Has there been a better piece of transfer business this year than Blackpool's loan capture of Luke Varney? Tottenham's Rafael van der Vaart would be up there but forget all the millions sloshing around at the top end of the Premier League for a minute and consider the previously unheralded Derby striker's true worth.
His fourth top-flight goal this season – the most regal of volleys, fittingly witnessed from the executive boxes by Prince William – set up Blackpool's first win over Wolves in 42 years. No wonder the stag-do revellers were reaching for the bunting because when Varney scores, it's party time at the seaside.
So far his appearances on the scoresheet have translated into 10 points for everybody's second favourite team, astounding value from a player rescued from Pride Park stiffs. While Varney's stock is rising rapidly, however, fortunately for Blackpool the same cannot be said of his price tag. Fingers burnt by experiences with previous loanees DJ Campbell and Stephen Dobbie, the Bloomfield Road club's then chairman Karl Oyston insisted on a cut-price clause in this deal. "We are going to sign him in January. He can't go anywhere else and we get him for £250,000. They can't change that, there's nothing they can do about it. Unlucky," beamed the manager Ian Holloway.
Varney, relegated to League One with Sheffield Wednesday in May and uncertain of his future until the Crewe manager Dario Gradi recommended him to Holloway in August, would have to agree to a pay cut to extend his stay beyond its current kiss-me-quick status. However, he said: "I would be delighted if something could be done because I've never enjoyed my football so much. The togetherness here is nothing like I have ever seen before."
That bond revealed itself when, with the Wolves goalkeeper Marcus Hahnemann shaking his head having been beaten inside three minutes for the third match in a row, Varney bee-lined to embrace Holloway on the bench. His next appreciation of a colleague's position came a minute before the interval when he nodded down for Marlon Harewood to poke in the second.

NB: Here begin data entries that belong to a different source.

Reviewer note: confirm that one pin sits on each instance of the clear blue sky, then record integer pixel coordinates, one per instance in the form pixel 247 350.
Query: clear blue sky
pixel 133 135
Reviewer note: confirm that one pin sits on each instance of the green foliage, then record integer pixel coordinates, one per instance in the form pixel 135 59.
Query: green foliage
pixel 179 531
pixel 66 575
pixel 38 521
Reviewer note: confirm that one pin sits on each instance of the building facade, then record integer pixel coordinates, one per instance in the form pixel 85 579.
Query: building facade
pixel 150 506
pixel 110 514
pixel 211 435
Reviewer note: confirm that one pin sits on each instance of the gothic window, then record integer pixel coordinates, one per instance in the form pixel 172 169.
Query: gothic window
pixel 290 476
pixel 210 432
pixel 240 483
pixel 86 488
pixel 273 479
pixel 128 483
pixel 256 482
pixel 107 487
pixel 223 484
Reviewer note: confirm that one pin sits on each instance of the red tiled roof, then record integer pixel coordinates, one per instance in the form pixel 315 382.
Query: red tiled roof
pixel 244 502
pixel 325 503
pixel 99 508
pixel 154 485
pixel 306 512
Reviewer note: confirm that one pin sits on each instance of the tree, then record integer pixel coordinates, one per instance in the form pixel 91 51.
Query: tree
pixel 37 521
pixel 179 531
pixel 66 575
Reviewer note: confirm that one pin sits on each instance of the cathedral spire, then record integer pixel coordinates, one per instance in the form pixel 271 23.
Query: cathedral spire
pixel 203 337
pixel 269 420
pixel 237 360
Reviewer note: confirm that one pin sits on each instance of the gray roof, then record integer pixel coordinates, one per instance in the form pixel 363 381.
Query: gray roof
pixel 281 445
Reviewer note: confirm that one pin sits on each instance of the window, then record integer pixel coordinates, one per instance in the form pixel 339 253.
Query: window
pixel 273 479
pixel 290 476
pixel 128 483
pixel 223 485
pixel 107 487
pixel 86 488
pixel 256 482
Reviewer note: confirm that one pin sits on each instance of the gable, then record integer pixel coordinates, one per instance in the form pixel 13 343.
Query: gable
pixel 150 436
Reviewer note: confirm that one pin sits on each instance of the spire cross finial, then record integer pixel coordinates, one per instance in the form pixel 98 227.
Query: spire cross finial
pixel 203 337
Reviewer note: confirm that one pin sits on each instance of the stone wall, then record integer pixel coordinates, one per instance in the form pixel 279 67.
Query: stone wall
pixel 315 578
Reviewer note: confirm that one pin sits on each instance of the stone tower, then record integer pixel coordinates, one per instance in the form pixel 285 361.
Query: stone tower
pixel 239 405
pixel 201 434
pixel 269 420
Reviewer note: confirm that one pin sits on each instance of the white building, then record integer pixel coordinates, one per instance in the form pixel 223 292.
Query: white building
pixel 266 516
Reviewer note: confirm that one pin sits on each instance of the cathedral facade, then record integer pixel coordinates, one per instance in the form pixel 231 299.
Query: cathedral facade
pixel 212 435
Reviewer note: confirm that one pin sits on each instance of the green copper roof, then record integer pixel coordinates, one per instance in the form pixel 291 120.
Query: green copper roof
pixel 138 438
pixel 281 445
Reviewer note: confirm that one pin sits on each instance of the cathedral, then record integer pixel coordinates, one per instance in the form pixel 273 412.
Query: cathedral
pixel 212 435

Yet Blackpool were far from their fluent best and next-to-bottom Wolves rallied luckless. With the first-choice goalkeeper Matt Gilks hors de combat, the Ghanaian Richard Kingson excelled on his home debut to thwart half-a-dozen efforts– a touch on to the base of an upright from a Nenad Milijas's daisycutter and an instinctive block at the near-post to deny Sylvan Ebanks-Blake equal in quality – before Kevin Doyle got off the mark for the season with a header. "In the last two games if we'd had another 15 minutes we'd have been all right," said Hahnemann, after a ninth defeat in 11 games. "It's diabolical the way things are going, and it feels terrible to keep conceding so early on."